Zum Folgetag, den 25. September, verlagerte sich das Tiefdruckgebiet VALENTINA gen Norden und lag mit seinem Kern um 00 Uhr UTC mit einem sich leicht verstärkten Luftdruck von unter 985 hPa bei Trondheim. Im Verlauf der Lebensspanne einer Zyklone wird die Warmfront von der ihr nacheilenden, schneller laufenden Kaltfront eingeholt und die warme Luftmasse wird von der kalten Luftmasse angehoben. Durch diese Hebung entstehen oft Gewitter und Starkniederschläge. Die daraus resultierende Front, welche Eigenschaften sowohl von der Kalt-, als auch von der Warmfront vereint, wird auch Okklusionsfront genannt. Der Punkt an dem die Kalt- die Warmfront einholt, wird als Okklusionspunkt bezeichnet. Die Okklusionsfront verlief westlich von Oslo gen Norden, ging durch den Kern und spaltete sich am Okklusionspunkt, welcher ca. 200 km nordwestlich vom Kern lag, in die beiden Fronten auf. Die Warmfront verlief in östliche Richtung bis weit über den russischen Kontinent, wo sie sich mit der Kaltfront einer unbenannten Zyklone verband. Die Kaltfront hingegen erstreckte sich nach Süden und verlief über Helsinki und Warschau, dann weiter Richtung Südwesten, bis sie schließlich mittels einer weiteren, kleinen Okklusion mit der Warmfront der Zyklone XYLA über Italien verschmolz. Die Niederschläge entlang der Warmfront von Tief VALENTINA waren erneut lediglich meist im einstelligen Bereich, wie in den Städten  Harstad, Tornio und Bodø, wo 1 l/m², 2 l/m² bzw. 4 l/m² innerhalb von 12 Stunden bis 08 Uhr UTC registriert wurden. Allerdings waren die Niederschläge entlang der Kaltfront erneut intensiver. So wurden im Bereich dieser großräumig Niederschlagssummen registriert. Vor allem im südlichen Teil Deutschlands kamen Regenmengen von bis zu 40 l/m² zu Boden. Die Stationen Dietenheim, Friedrichshafen und Rot an der Rot vermeldeten 23 l/m², 27 l/m² bzw. 37 l/m², wobei an der baden-württembergischen Station Rot an der Rot innerhalb einer Stunde bereits 21 l/m² gemessen wurden. Die Temperaturen in Skandinavien kühlten sich wieder ein wenig ab und die Zyklone VALENTINA wanderte nachfolgend weiter nordostwärts.
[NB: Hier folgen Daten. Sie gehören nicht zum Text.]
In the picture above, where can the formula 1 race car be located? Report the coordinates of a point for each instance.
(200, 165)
Am 26. September lag das Tiefdruckgebiet VALENTINA nun mir Kern westlich der russischen Doppelinsel Nowaja Semlja im Nordwesten des Landes. Der Kerndruck hatte sich um ca. 10 hPa auf knapp 995 hPa erhöht, was eine Abschwächung des Tiefdruckgebiets zur Folge hatte. Die nun nur noch kurze Okklusionsfront erstreckte sich vom Kern in östliche Richtung bis zum Okklusionspunkt östlich von Nowaja Semlja, wo er sich erneut in eine Warm- sowie eine Kaltfront aufteilte. Die vorlaufende Warmfront verlief in südöstliche Richtung bis knapp über Workuta. Die Kaltfront hingegen verlief in südwestliche Richtung bis sie nördlich von Archangelsk und östlich von Murmansk in die Warmfront einer über Mitteleuropa liegenden Zyklone, welche zu dem Tiefdruckkomplex WICCA-XYLA gehörte, überging. Entlang der Kaltfront kam es noch zu einigen Regenereignissen, allerdings sind diese zum großen Teil der Warmfront eben jenes Tiefdruckkomplexes zuzuordnen. Auch die Tageshöchsttemperaturen, welche gerade im skandinavischen Raum außergewöhnlich hoch waren, sanken aufgrund der rückseitig der Zyklone von Norden herantransportierten Luftmasse in den einstelligen Bereich. In Lappland und in der Nähe des Weißen Meeres, wo tags zuvor noch Höchsttemperaturen von über 15°C registriert wurden, wie in Kittilä mit 15°C, in Savukoski mit 16°C, oder in Engozero mit 19°C, wurden nunmehr verbreitet 6 bis 7°C gemessen. In Kittilä wurde beispielsweise ein Temperatursturz von 7 Kelvin auf unter 8°C registriert. Ebenfalls interessant: Aufgrund des nächtlichen Warmfrontdurchgangs des Tiefdruckkomplexes WICCA-XYLA und der damit hereingeflossenen wärmeren Luftmasse, lag der höchste Wert der Temperatur mitten in der Nacht auf den 26. September bei 8,7°C. In der Nacht war es also 1 gutes Kelvin wärmer als am Tag, wo sich das Maximum in Kittilä bei lediglich 7,5°C befand.

Im weiteren Verlauf schwächte sich die Zyklone zunehmend ab und konnte am Folgetag nicht mehr auf der Berliner Wetterkarte analysiert werden. Anhand des Tiefs VALENTINA konnte sehr schön veranschaulicht werden, wie ein Tiefdruckgebiet eine Region, in diesem Fall weite Landesteile Skandinaviens, erst erwärmen und später abkühlen kann.